И сейчас же привиделось Андрею: стоит он в ночном переулке, несуразном, загроможденном домами, где слышно, как гудит издали трамвай. И хотя все тихо кругом, но знает Андрей наверное, что трамвай днем здесь бывает слышен. Входит он в темный подъезд, и этот подъезд мерцающий знаком ему хорошо, хоть никогда он здесь не был, вот дверь, на ней вывеска. На вывеске белыми буквами написано: ‘Молочное хозяйство’.
Так было во сне. А наяву? Да неужто же то все наяву было, а не во сне?

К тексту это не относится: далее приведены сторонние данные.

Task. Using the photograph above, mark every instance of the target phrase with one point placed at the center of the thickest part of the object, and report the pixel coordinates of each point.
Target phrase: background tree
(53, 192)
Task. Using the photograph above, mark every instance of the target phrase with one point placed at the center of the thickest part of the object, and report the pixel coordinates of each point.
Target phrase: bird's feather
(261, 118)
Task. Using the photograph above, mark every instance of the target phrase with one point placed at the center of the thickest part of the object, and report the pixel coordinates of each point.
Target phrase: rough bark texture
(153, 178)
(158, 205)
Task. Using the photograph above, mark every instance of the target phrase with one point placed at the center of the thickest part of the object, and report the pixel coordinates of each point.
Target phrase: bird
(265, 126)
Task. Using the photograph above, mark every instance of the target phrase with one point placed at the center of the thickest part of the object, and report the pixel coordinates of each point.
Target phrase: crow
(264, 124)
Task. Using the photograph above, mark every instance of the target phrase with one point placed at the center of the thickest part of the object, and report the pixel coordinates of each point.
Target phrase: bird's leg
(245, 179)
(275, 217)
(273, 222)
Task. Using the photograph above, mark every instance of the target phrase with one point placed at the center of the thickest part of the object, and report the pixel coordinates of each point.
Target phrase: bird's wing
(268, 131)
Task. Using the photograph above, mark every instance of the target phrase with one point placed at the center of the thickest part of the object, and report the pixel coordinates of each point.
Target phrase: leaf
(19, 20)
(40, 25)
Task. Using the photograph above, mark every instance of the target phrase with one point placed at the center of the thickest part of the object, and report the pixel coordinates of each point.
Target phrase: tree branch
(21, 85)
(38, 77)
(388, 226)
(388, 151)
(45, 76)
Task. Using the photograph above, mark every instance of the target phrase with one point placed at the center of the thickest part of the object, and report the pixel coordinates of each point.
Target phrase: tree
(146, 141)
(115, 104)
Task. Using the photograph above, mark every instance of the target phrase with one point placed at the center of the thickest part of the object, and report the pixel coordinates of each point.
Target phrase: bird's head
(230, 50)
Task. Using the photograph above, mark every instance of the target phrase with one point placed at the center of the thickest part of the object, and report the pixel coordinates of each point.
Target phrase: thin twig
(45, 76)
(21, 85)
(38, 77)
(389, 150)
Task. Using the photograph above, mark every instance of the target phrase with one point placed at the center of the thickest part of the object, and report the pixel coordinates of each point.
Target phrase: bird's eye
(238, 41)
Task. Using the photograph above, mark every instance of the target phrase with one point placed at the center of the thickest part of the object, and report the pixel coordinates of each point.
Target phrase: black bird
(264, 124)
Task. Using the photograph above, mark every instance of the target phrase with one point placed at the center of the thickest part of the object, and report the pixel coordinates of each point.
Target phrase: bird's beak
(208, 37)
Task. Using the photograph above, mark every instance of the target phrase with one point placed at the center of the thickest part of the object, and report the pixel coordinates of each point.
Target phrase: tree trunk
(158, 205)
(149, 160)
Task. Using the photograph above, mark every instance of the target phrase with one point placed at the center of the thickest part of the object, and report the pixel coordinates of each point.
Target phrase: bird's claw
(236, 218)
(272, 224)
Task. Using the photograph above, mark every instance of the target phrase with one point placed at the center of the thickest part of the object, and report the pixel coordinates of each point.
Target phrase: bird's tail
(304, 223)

Андрей пощупал виски, пошарил спичек, зажег свечу. Шея болела по-прежнему, нет, еще больней. Ломило и голову, и спину. Он подошел к окну и отдернул штору. Майская ночь умирала. Еще часа полтора утренней дрожи — и будет, как днем. В туманном сумраке зубчатая какая-то крыша белела, тополи у стены трепетно оборачивали ребром серебристую чешую листьев. Андрей попробовал закурить, ничего не вышло.
Как же случилось все это? Как?
Андрей встретился с Эльзой совсем недавно: это в марте было. В веселораздражающем, звучном каком-то воздухе луна плавала, как желтый кусок льда в холодном шампанском. Весеннее небо на шампанское похоже, мартовское небо. В марте пьяней бывают люди, чем в мае, да только не все умеют пить этот мартовский пьяный воздух. Андрей шел из театра, унося смутный образ Эльзы, шептал ее имя, — и хотелось ему петь, а воздух сам ему в уши пел, и коты так нежно кричали на зеленых и красных крышах. Эльза (на самом деле звали ее Елизаветой, да Андрею больше правилось ее Эльзой звать) в тот вечер была в белом платье с вырезом вокруг белой шеи, и как хитон греческий струилось по ней платье.
В глаза ее Андрей вгляделся не сразу. Глупые эти мужчины (так говорила часто Эльза), что они в женщинах понимают? Рядят их в какие-то райские одежды, крылышки ангельские им приделывают, молиться на них готовы. Смешно.
Андрей улыбнуться хотел, но и улыбка не вышла. Закурить зато удалось теперь.
Как это Эльза пришла к нему? Право, и вспомнить трудно. Недели не исполнилось их знакомству, встретились они на бульваре. ‘Пойдем ко мне’, — шепнул Андрей. Она взяла его под руку, и вот…
Андрей оглянулся дико и уронил папиросу. Здесь бывала она, в этой самой комнате!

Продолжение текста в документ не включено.